When someone is new to 3D printing, it is highly recommended to start with PLA filament, and having mastered that, to begin experimenting with different and more advanced materials. While PLA and ABS filament are the two most popular filaments, they have drastically different properties from each other.

PLA is such a great beginner material because it doesn't warp, doesn't need high temperatures, and it doesn't give off fumes as you print. ABS has the opposite properties on all accounts, however, what it holds over PLA is its temperature resistance; leave a PLA print and an ABS print in your car on a hot day and you will find the PLA has warped but the ABS hasn't. Additionally, ABS has more finishing techniques available from its chemical makeup: it sands easier than PLA and you can use acetone to melt away the layer lines.

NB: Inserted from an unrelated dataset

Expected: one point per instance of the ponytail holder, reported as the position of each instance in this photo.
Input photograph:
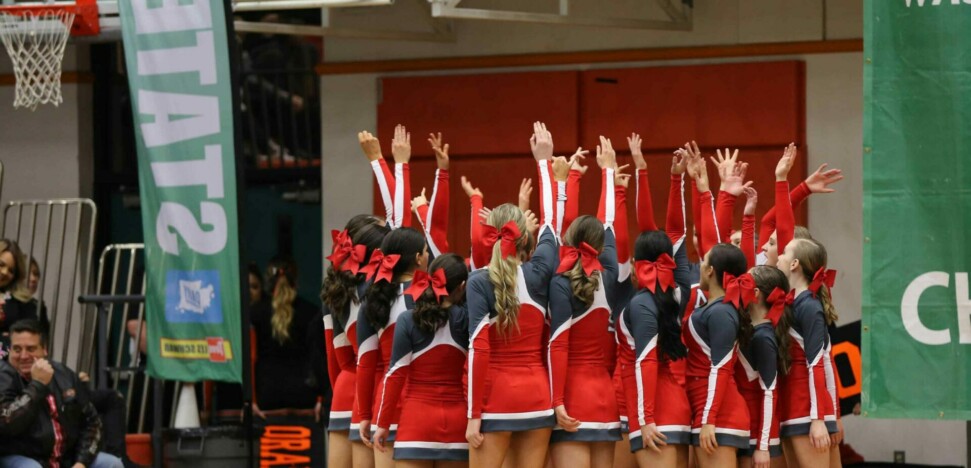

Depending on the amount of ABS you mix with acetone, you create different materials: ABS juice, ABS glue, and ABS slurry.

 

Materials

  • Acetone
  • ABS (cut strands off your spool, or you can recycle ABS support material as well) 
  • Metal, glass, PP plastic, or HDPE plastic container. (You can tell if it's PP or HDPE by looking at the recycling symbol on the bottom) 
  • Digital scale or a ruler
  • Snips or wire cutters

ABS Juice

ABS juice is the best way to get your ABS prints to stick to your print surface. Since it has acetone in it, be sure that it is only applied on kapton tape on glass, or on just the glass. Do not apply this to BuildTak or a plastic print bed.


ABS Juice Instructions:

  1. Pour 50mL of acetone into your container. 
  2. Measure out 50cm of 3.00mm ABS filament or 4g of ABS scrap. Keep in mind your juice will be the same color as the material you put in. Natural ABS won't affect the color of the mixture, making it an ideal choice to be used when printing with any other filament. 
  3. Snip the filament into small bits to open more surface area to the acetone and allow it to dissolve quicker. If you're using scraps, try and chop it up as small as you can get it.
  4. Drop the ABS into the acetone and mix it in, this can either be done with a mixing stick or closing the lid and occasionally loosening the lid and burping the fumes it gives off.
  5. Let the ABS sit in the acetone overnight to ensure all of it dissolves. 
  6. When fully mixed, your ABS juice should look like and have the consistency of milk.

ABS Glue

ABS glue is great for welding two ABS parts together, and is better than using other adhesives, even super glue. ABS glue melts the two pieces, fusing them together into one strong piece instead of two glued pieces.


ABS Glue Instructions:

  1. Pour 50mL of acetone into your container. 
  2. Measure out 100cm of 3.00mm ABS filament or 8g of ABS scrap. Keep in mind your juice will be the same color as the material you put in. Natural ABS won't affect the color of the mixture, making it an ideal choice to be used when printing with any other filament. 
  3. Snip the filament into small bits to open more surface area to the acetone and allow it to dissolve quicker. If you're using scraps, try and chop it up as small as you can get it.
  4. Drop the ABS into the acetone and mix it in, this can either be done with a mixing stick or closing the lid and occasionally loosening the lid and burping the fumes it gives off.
  5. Let the ABS sit in the acetone overnight to ensure all of it dissolves. 
  6. When fully mixed, your ABS glue should look like and have the consistency of white school glue.

ABS Slurry

ABS slurry should be used to blend the seam between the two ABS pieces that were glued together. Use it like a filler putty to fill in any gaps between the glued parts or even use it to add more material in places that need to be built up.

 


ABS Slurry Instructions:

  1. Pour 50mL of acetone into your container. 
  2. Measure out 250cm of 3.00mm ABS filament or 20g of ABS scrap. Keep in mind your juice will be the same color as the material you put in. Natural ABS won't affect the color of the mixture, making it an ideal choice to be used when printing with any other filament. 
  3. Snip the filament into small bits to open more surface area to the acetone and allow it to dissolve quicker. If you're using scraps, try and chop it up as small as you can get it.
  4. Drop the ABS into the acetone and mix it in, this can either be done with a mixing stick or closing the lid and occasionally loosening the lid and burping the fumes it gives off.
  5. Let the ABS sit in the acetone overnight to ensure all of it dissolves. 
  6. When fully mixed, your ABS slurry should look like and have the consistency of putty. It should be very goopy.